Okay. So strike two. I fold them carefully, remove no tags and place them back in their torn-up shrink wrap. Sigh.

I have not at all recovered from this defeat when another bag appears at the doorstep. It must be the third and final bra! Hopefulness! Optimism! Excitement!

I race upstairs and try it on. I've failed to describe this one. It is a "bandeau" bra. Kind of like a tight, strapless tank top, but shorter and tighter. I got it in skin tone so it just doesn't cause any worries. I dive into it. It seems great! Oh, it has some light pads that are removable, and will conquer the nippie problem! Holy smokes, it fits, sort of! But in front, around the flabby armpit area, it looks kinda creased and weird. Maybe that will be okay. I try a tee shirt on over it and the creases don't show. A lot. Okay, they show some, but it's not irritating enough to send the thing back. And the nippie-showing problem is solved. That is the best part.

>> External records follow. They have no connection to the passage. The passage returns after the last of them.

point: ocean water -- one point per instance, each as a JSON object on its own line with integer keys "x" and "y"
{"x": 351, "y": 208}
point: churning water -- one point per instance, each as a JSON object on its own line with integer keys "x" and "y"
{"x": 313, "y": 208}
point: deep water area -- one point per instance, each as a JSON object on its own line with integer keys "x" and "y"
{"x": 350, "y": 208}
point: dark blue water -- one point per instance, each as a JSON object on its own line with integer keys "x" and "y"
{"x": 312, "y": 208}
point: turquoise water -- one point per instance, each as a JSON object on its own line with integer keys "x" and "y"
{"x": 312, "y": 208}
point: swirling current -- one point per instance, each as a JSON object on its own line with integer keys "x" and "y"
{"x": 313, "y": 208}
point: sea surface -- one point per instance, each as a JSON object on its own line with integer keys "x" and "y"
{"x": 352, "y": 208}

So the bra is great. For about an hour. Then I start to notice a bit of random creep. I went through a few hours of discreet pulling and tugging. Not to worry. Not so bad. And SO comfortable, except for the yanking around.

This morning I wore it, feeling great. It was clearly perfect for several shirts with oddly shaped necklines. So I put on an odd-necklined shirt and went about my day.

There I was, driving the car toward the grocery store, when I noticed an odd sensation around the shoulder-belt crossing. I adjusted the belt, and noticed something wrong that had nothing to do with car safety features. Somehow the top half of the undergarment had curled, rolled, and crept down. Then the more rigid internal pads had folded in half, and only the bottom half of the bra remained. Unfortunately, it now resided under the items which were intended to be supported, and was no longer supporting them.

Of course, I was on the main thoroughfare of the town center when I made this discovery. There I was, grabbing my own boob in horror at the stoplight where everyone jaywalks or legitimately crosses the street. And the second I realized what had happened I started laughing my tail off. While waiting for the green light. And I will bet that half the street crossers and remaining drivers in the opposite direction saw me grab my own boob and laugh.

Ah, what can I say? I'm gettin' me summo' dese bras. To heck with Lily of you know what. Expensive pinchy bra? Very expensive. Much less expensive bandeau bra? PRICELESS, and definitely worth waiting for. I totally understand the backorder.